A l'issue de la première prolongation de 15 jours, à la demande du préfet, le JLD peut, sans délai, ordonner une nouvelle prolongation de la rétention d'une durée maximale:
- de 15 jours, en cas d'urgence absolue ou de menace d'une particulière gravité pour l'ordre public ou si l'impossibilité d'éloigner l'intéressé résulte de la perte ou de la destruction de ses documents de voyage, de la dissimulation de son identité ou de son obstruction volontaire à son éloignement ;
- de 5 jours, si l'administration démontre que l'impossibilité d'éloigner résulte du défaut de délivrance des documents de voyage par le consulat (ou délivrance tardive) ou de l'absence de moyens de transports et que ces circonstances doivent intervenir à bref délai.

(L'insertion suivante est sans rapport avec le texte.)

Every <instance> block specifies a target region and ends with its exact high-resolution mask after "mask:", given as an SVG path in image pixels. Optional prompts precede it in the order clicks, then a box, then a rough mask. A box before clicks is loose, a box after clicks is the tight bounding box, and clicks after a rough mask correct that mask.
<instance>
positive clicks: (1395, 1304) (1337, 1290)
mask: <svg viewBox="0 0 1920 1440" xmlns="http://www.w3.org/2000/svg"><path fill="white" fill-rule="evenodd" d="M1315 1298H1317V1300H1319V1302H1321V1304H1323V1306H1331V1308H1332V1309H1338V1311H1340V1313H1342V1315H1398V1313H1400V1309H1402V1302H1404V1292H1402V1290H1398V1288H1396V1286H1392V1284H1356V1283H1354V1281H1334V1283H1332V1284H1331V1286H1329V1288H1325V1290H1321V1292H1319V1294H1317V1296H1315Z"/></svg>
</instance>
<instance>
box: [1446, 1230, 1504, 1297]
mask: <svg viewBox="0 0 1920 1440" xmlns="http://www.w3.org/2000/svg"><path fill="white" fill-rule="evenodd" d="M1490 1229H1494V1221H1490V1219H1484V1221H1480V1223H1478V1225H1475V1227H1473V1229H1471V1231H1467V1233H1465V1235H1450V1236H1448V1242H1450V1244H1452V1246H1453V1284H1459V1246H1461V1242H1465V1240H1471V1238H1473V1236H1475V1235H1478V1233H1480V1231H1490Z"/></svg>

Depuis la loi du 26 novembre 2003, le délai maximum de rétention est passé de 12 à 32 jours.
3- Les voies de recours
Les ordonnances du JLD peuvent faire l'objet d'un appel devant le premier président de la cour d'appel territorialement compétent, qui doit statuer dans les 48 heures de sa saisine. L'appel est ouvert au ressortissant étranger, au ministère public et au préfet. Il doit être formé dans un délai de 24 heures suivant le prononcé de l'ordonnance du premier juge. Le recours n'est pas suspensif, sauf lorsque le ministère public le demande dans l'hypothèse où la personne retenue ne dispose pas de garanties de représentation ou en cas de menace grave pour l'ordre public.
L'ordonnance du premier président de la cour d'appel est susceptible d'un pourvoi en cassation.
Quelle que soit la durée de la prolongation prononcée par le JLD, le retenu peut, à tout moment, en cas de circonstances nouvelles de fait ou de droit, le saisir pour qu'il soit mis fin à la rétention. La requête, qui peut être adressée par tout moyen, doit être motivée et signée.
De son côté, le JLD peut, à tout moment, de sa propre initiative ou à la demande du ministère public, mettre fin à la rétention lorsque des circonstances de droit ou de fait le justifient. Il doit prévenir le préfet pour qu'il puisse présenter ses observations.
Le juge administratif reste en outre compétent pour examiner les recours contre les actes administratifs que constituent les mesures d'éloignement et de mise en rétention.